La Norvegia nei primi mesi dell’anno offre ai cultori del merluzzo uno dei suoi prodotti più ricercati, lo Skrei, pescato da gennaio fino ad aprile nelle isole più a Nord, le mitiche Lofoten, e da consumare rigorosamente freschissimo. La qualità della materia prima, la compattezza delle carni, il bianco quasi accecante del filetto che è la parte più nobile dello Skrei (ed è più grosso e lungo rispetto al canonico merluzzo), ma non è certo l’unica visto che di questo pesce non si butta proprio niente, lasciano oltretutto intravedere grandi possibilità di utilizzo anche per molti cuochi di casa nostra.

Il giovane chef norvegese Gunnar Jensen
Soprattutto in questi mesi, proprio quando è già partita presso alcuni di loro una spedizione di
Skrei da testare in vista di un arrivo futuro sul mercato italiano da parte dei maggiori esportatori norvegesi. E da nord a sud, invece, proprio in Norvegia da Trømso a Oslo, non mancano certo gli spunti per incontrarlo in tavola anche in versioni forse meno classiche, da parte di una nuova generazione di cuochi più smaliziati e vogliosi di farsi notare.
Proprio nella cittadina industriale più vicina al Polo, Trømso, da qualche mese si è stabilito con il suo nuovo ristorante il giovane cuoco
Gunnar Jensen. Che in realtà già lavorava da queste parti in un altro ristorante di grande tradizione, ma che ora ha deciso di spiccare il volo con il suo
Mathallen, locale piacevole e dai toni bistro’, con cucina aperta e, a fianco, un fornito negozio di Delicatessen che permette di acquistare prodotti norvegesi e non solo.

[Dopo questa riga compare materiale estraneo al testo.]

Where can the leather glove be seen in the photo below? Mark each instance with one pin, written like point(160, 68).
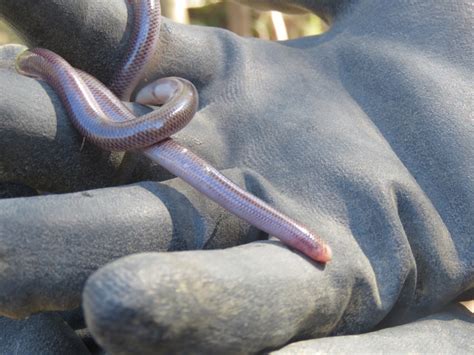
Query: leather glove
point(363, 134)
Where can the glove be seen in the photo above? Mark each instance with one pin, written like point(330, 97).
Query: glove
point(363, 134)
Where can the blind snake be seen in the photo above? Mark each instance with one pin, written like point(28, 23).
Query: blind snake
point(101, 118)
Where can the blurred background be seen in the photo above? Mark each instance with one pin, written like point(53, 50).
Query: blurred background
point(240, 19)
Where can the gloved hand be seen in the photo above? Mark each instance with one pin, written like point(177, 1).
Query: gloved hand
point(363, 134)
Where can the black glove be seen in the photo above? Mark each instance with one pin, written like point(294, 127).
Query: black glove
point(363, 134)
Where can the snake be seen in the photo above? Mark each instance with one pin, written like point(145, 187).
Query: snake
point(97, 111)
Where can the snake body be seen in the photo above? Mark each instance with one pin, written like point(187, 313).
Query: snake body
point(101, 118)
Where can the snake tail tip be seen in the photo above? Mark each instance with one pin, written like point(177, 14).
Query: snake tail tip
point(18, 60)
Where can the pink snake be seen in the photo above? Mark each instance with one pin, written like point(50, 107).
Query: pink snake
point(102, 119)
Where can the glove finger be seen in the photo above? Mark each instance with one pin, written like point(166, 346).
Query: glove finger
point(242, 299)
point(449, 332)
point(40, 147)
point(40, 334)
point(71, 235)
point(99, 33)
point(88, 33)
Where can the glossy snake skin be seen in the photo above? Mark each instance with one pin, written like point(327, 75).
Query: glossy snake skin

Queste mani sono quelle di Jostein Medhus, durante una sua lezione sul merluzzo alla Kulinarisk Akademi di Oslo
Un luogo, se vogliamo, atipico per queste latitudini, dove però c’è una vita sociale a dire il vero piuttosto vivace, soprattutto durante i mesi estivi.
Gunnar, che tra l’altro conosce l’Italia avendo cucinato negli anni passati in uno stellato in provincia di Bergamo, ha creato una sua versione più nordica della
bistronomie per come noi la conosciamo. Divertendosi a reinterpretare, ad esempio, lo
Smørrebrød danese, con il merluzzo (la sua versione lo vede appoggiato su una solida fetta di panfocaccia con tanto di purè di scalogno e cipolle rosse), oppure andando a pescare in quei prodotti che entrano quotidianamente nella borsa della spesa delle famiglie locali.
Così il salmone incontra i cetrioli, la soya e la sour cream, e le polpette di
Klippfisk, un baccalà semi salato, giocano con le carote e la maionese. E ogni tanto si strizza l’occhio a una clientela più giovane, che magari si lancia con piacere nell’assaggio di un robusto sandwich di maiale accompagnato dalle birre locali.

Lingue di merluzzo fritte
Con un po’ di fortuna, si possono anche trovare le
lingue di merluzzo fritte (l’equivalente delle kokotxas basche), ma per una delucidazione sull’utilizzo quasi integrale del merluzzo in cucina la persona giusta rimane
Jostein Medhus. Lui è un giovane cuoco metodico e preciso quanto basta per rendere l’incontro alla
Kulinarisk Akademi di Oslo (ospitata al primo piano dello splendido mercato
Mathallen e tappa training dei cuochi norvegesi verso appuntamenti internazionali come le Olimpiadi della Cucina), un percorso didattico irrinunciabile, che va dall’apertura a vista di un merluzzo al suo lento sezionamento in diverse parti, fino ad arrivare all’utilizzo ai fornelli.
Dalla pelle al fegato, dalle uova (esiste anche una bottarga, salata e fatta stagionare per due mesi) alle guance, dalla lingua (fritta in un paio di minuti) sino alla pelle e alla lisca.